On 16 March 2013 01:19, Sanne Grinovero <sanne at infinispan.org> wrote:
> Hi Adrian,
> let's forget about Lucene details and focus on DIST.
> With numOwners=1 and having two nodes the entries should be stored
> roughly 50% on each node, I see nothing wrong with that
> considering you don't need data failover in a read-only use case
> having all the index available in the shared CacheLoader.
>
> In such a scenario, and having both nodes preloaded all data, in case
> of a get() operation I would expect
> either:
>  A) to be the owner, hence retrieve the value from local in-JVM reference
>  B) to not be the owner, so to forward the request to the other node
> having roughly 50% chance per key to be in case A or B.
>
> But when hitting case B) it seems that instead of loading from the
> other node, it hits the CacheLoader to fetch the value.
>
> I already had asked James to verify with 4 nodes and numOwners=2, the
> result is the same so I suggested him to ask here;
> BTW I think numOwners=1 is perfectly valid and should work as with
> numOwners=1, the only reason I asked him to repeat
> the test is that we don't have much tests on the numOwners=1 case and
> I was assuming there might be some (wrong) assumptions
> affecting this.
>
> Note that this is not "just" a critical performance problem but I'm
> also suspecting it could provide inconsistent reads, in two classes of
> problems:
>
> # non-shared CacheStore with stale entries
> If for non-owned keys it will hit the local CacheStore first, where
> you might expect to not find anything, so to forward the request to
> the right node. What if this node has been the owner in the past? It
> might have an old entry locally stored, which would be returned
> instead of the correct value which is owned on a different node.
>
> # shared CacheStore using write-behind
> When using an async CacheStore by definition the content of the
> CacheStore is not trustworthy if you don't check on the owner first
> for entries in memory.
>
> Both seem critical to me, but the performance impact is really bad too.
>
> I hoped to make some more tests myself but couldn't look at this yet,
> any help from the core team would be appreciated.
>
> @Ray, thanks for mentioning the ClusterCacheLoader. Wasn't there
> someone else with a CacheLoader issue recently who had worked around
> the problem by using a ClusterCacheLoader ?
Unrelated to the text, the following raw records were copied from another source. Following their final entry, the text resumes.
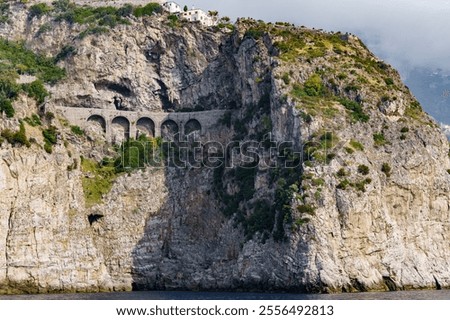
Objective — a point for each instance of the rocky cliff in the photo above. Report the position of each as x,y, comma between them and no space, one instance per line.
356,200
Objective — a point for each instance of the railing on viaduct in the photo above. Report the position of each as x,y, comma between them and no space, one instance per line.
134,123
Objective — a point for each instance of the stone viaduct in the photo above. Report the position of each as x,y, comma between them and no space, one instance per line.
130,124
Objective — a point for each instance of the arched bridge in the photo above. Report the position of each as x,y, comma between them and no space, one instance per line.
130,124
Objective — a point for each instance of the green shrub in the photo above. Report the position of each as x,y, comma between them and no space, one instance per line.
314,87
386,169
99,180
355,108
8,88
46,27
343,184
349,150
49,116
18,138
77,130
34,121
126,10
341,173
379,139
7,108
261,219
50,135
363,169
38,10
36,90
356,145
286,78
389,81
306,208
65,52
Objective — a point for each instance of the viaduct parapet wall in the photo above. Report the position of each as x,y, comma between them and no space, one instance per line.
134,123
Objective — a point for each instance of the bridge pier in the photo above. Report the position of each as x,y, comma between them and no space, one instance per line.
129,120
133,130
181,129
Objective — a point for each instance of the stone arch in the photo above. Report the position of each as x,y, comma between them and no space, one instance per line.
191,126
145,126
98,121
169,130
120,129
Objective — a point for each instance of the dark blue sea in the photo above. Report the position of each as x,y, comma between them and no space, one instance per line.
183,295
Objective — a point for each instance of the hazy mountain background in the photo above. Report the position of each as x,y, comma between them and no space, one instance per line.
411,35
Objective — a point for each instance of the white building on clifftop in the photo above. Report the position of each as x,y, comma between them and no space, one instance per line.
171,7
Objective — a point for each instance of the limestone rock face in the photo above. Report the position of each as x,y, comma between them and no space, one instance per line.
371,213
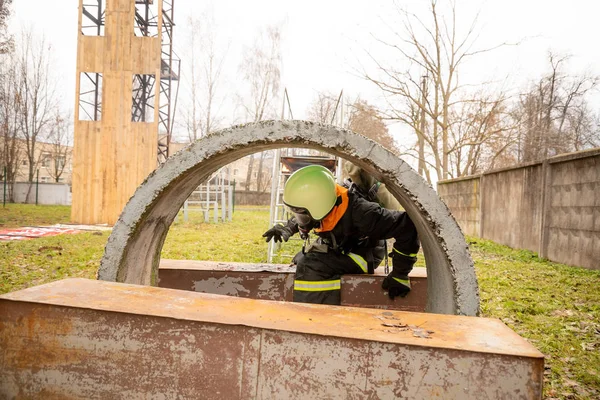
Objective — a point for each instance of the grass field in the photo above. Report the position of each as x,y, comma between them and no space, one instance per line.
555,307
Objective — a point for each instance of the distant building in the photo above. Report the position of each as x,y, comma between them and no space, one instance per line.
53,163
238,169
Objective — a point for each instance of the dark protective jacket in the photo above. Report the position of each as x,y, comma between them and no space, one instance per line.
358,226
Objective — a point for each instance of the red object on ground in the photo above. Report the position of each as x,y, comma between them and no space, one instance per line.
29,232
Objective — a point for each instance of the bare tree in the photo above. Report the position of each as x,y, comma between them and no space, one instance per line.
59,147
423,86
553,114
36,100
6,39
323,108
11,150
206,68
364,119
262,72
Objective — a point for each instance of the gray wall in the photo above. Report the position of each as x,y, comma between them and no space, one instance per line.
551,207
48,193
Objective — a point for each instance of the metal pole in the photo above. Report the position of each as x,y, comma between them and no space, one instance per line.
4,191
230,198
37,185
222,193
233,198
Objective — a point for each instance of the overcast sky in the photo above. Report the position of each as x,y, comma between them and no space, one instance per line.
324,41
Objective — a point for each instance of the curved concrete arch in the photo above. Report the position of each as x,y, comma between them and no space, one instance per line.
132,253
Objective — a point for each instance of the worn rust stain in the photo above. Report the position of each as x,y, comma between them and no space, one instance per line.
89,339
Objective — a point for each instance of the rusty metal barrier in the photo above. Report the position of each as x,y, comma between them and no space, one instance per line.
88,339
276,282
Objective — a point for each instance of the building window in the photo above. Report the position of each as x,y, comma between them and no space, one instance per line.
46,160
60,162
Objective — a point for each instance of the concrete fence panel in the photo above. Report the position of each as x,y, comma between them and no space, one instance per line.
550,207
512,206
47,193
462,197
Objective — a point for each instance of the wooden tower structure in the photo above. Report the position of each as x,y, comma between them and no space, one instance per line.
126,71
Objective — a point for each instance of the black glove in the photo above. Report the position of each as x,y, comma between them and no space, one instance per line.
396,285
278,233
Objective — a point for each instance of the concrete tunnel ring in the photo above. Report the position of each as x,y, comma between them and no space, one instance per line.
132,253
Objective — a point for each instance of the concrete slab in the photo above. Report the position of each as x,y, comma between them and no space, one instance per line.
89,339
276,282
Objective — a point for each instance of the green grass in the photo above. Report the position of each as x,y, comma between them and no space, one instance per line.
555,307
18,215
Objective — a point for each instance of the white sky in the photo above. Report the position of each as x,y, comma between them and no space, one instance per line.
324,40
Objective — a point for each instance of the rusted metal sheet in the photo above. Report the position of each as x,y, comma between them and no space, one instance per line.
276,282
89,339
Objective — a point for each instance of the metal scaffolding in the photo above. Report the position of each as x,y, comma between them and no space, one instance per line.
145,24
146,21
90,89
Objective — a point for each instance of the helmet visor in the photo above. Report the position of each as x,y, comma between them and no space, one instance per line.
301,214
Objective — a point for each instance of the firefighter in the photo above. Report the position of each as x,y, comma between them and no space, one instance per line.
349,229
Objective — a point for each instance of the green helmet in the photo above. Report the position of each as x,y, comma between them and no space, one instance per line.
311,188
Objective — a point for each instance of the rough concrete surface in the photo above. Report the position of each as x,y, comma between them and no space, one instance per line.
132,253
> Do you remember what the scenario was?
>
> Cheers,
> Sanne
>
> On 15 March 2013 15:44, Adrian Nistor <anistor at redhat.com> wrote:
>> Hi James,
>>
>> I'm not an expert on InfinispanDirectory but I've noticed in [1] that
>> the lucene-index cache is distributed with numOwners = 1. That means
>> each cache entry is owned by just one cluster node and there's nowhere
>> else to go in the cluster if the key is not available in local memory,
>> thus it needs fetching from the cache store. This can be solved with
>> numOwners > 1.
>> Please let me know if this solves your problem.
>>
>> Cheers!
>>
>> On 03/15/2013 05:03 PM, James Aley wrote:
>>> Hey all,
>>>
>>> <OT>
>>> Seeing as this is my first post, I wanted to just quickly thank you
>>> all for Infinispan. So far I'm really enjoying working with it - great
>>> product!
>>> </OT>
>>>
>>> I'm using the InfinispanDirectory for a Lucene project at the moment.
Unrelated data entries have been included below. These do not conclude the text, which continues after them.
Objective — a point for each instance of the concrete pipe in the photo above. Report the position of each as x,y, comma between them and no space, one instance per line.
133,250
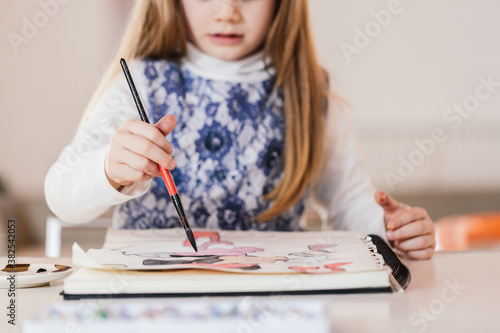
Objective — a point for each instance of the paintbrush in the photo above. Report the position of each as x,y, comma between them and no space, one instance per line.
167,176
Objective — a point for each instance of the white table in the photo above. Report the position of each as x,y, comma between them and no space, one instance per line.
453,292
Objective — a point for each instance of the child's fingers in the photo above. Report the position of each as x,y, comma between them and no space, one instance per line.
405,216
410,230
139,163
144,147
166,124
416,243
150,132
124,174
421,254
389,204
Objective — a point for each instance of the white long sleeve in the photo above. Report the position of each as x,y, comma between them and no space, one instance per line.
344,188
76,186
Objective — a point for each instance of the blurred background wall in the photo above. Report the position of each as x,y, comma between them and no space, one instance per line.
422,79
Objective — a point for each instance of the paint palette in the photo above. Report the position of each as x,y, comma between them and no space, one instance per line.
31,275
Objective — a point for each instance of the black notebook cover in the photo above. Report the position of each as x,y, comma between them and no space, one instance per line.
400,273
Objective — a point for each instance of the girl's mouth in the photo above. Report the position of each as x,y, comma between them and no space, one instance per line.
226,39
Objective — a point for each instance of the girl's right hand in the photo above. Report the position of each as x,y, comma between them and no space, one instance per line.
136,150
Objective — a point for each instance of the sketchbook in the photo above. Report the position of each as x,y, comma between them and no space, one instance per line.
161,263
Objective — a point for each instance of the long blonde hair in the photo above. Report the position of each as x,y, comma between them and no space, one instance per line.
158,29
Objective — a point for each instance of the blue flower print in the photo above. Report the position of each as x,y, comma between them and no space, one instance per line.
214,142
231,214
228,142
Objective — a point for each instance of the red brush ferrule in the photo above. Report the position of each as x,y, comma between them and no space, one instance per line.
169,181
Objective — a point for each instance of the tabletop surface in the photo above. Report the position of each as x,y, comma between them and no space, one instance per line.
453,292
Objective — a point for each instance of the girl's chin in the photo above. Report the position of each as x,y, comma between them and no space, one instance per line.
226,53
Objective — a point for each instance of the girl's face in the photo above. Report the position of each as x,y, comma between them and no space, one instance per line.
229,29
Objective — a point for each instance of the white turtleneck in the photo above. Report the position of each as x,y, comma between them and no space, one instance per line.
78,191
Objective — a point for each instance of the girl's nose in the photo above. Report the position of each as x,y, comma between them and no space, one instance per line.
227,10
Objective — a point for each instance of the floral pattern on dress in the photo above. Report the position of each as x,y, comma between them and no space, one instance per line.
228,145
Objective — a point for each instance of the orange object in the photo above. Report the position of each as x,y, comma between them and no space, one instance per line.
464,232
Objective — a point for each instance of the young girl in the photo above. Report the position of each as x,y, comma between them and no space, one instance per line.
244,120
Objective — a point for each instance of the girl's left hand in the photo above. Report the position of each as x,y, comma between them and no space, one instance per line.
409,229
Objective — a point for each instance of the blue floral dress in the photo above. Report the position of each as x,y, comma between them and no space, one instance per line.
228,145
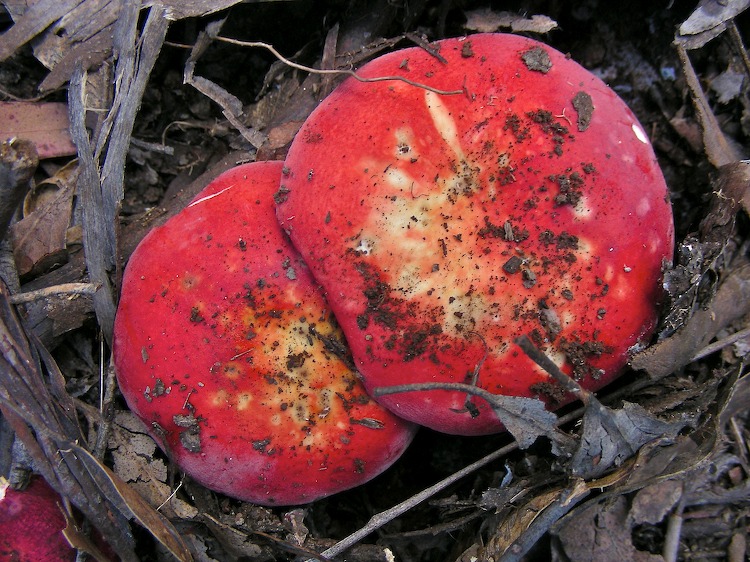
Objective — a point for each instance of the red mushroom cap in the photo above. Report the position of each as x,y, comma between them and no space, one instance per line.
31,524
445,226
225,347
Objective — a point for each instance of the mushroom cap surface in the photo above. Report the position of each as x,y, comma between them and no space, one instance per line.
444,226
225,347
31,524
>>> We use Lucene directly to build a search product, which has high read
>>> requirements and likely very large indexes. I'm hoping to make use of
>>> a distribution mode cache to keep the whole index in memory across a
>>> cluster of machines (the index will be too big for one server).
>>>
>>> The problem I'm having is that after loading a filesystem-based Lucene
>>> directory into InfinispanDirectory via LuceneCacheLoader, no nodes are
>>> retrieving data from the cluster - they instead look up keys in their
>>> local CacheLoaders, which involves lots of disk I/O and is very slow.
>>> I was hoping to just use the CacheLoader to initialize the caches, but
>>> from there on read only from RAM (and network, of course). Is this
>>> supported? Maybe I've misunderstood the purpose of the CacheLoader?
>>>
>>> To explain my observations in a little more detail:
>>> * I start a cluster of two servers, using [1] as the cache config.
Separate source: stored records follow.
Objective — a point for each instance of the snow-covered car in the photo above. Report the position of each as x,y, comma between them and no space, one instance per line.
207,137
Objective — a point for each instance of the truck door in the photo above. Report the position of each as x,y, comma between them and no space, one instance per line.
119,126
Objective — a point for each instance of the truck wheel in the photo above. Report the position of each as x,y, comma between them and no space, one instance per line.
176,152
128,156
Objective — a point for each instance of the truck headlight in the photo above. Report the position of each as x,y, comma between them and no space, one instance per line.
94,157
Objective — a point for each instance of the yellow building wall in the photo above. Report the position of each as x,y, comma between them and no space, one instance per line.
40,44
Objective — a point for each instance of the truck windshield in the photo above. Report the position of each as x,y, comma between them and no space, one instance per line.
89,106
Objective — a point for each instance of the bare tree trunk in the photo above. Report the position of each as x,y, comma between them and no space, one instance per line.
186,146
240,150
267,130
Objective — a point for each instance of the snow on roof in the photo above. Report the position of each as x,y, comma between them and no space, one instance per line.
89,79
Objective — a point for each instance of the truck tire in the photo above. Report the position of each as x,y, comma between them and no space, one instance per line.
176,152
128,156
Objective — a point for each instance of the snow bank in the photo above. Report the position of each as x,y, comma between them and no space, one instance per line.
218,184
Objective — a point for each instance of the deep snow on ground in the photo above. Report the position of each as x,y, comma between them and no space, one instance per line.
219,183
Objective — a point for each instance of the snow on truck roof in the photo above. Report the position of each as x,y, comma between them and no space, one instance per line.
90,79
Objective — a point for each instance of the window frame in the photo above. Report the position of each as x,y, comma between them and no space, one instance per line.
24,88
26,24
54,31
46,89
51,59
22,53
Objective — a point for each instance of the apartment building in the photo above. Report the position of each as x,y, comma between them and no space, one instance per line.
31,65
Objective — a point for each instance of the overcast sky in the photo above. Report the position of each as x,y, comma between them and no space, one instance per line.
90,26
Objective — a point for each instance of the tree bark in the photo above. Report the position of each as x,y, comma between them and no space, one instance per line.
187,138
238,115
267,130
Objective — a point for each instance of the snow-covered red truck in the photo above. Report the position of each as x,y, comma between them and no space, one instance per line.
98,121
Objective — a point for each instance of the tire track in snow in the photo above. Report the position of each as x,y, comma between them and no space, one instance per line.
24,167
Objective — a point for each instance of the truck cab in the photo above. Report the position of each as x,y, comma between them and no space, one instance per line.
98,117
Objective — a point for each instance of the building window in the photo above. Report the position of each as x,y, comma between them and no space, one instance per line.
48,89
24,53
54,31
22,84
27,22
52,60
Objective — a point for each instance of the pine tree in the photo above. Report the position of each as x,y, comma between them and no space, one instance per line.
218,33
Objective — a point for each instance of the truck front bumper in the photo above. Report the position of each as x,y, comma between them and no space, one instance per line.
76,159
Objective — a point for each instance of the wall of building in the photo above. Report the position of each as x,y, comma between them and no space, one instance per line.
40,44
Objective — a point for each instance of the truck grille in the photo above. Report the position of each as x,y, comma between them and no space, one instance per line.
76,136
>>> Both have a local copy of the Lucene index that will be loaded into
>>> the InfinispanDirectory via the loader. This is a test configuration,
>>> where I've set numOwners=1 so that I only need two servers for
>>> distribution to happen.
>>> * Upon startup, things look good. I see the memory usage of the JVM
>>> reflect a pretty near 50/50 split of the data across both servers.
>>> Logging indicates both servers are in the cluster view, all seems
>>> fine.
>>> * When I send a search query to either one of the nodes, I notice the following:
>>>    - iotop shows huge (~100MB/s) disk I/O on that node alone from the
>>> JVM process.
>>>    - no change in network activity between nodes (~300b/s, same as when idle)
>>>    - memory usage on the node running the query increases dramatically,
>>> and stays higher even after the query is finished.
>>>
>>> So it seemed to me like each node was favouring use of the CacheLoader
>>> to retrieve keys that are not in memory, instead of using the cluster.
>>> Does that seem reasonable? Is this the expected behaviour?
>>>
>>> I started to investigate this by turning on trace logging, in this
>>> made me think perhaps the cause was that the CacheLoader's interceptor
>>> is higher priority in the chain than the the distribution interceptor?
>>> I'm not at all familiar with the design in any level of detail - just
>>> what I picked up in the last 24 hours from browsing the code, so I
>>> could easily be way off. I've attached the log snippets I thought
>>> relevant in [2].
>>>
>>> Any advice offered much appreciated.
>>> Thanks!
>>>
>>> James.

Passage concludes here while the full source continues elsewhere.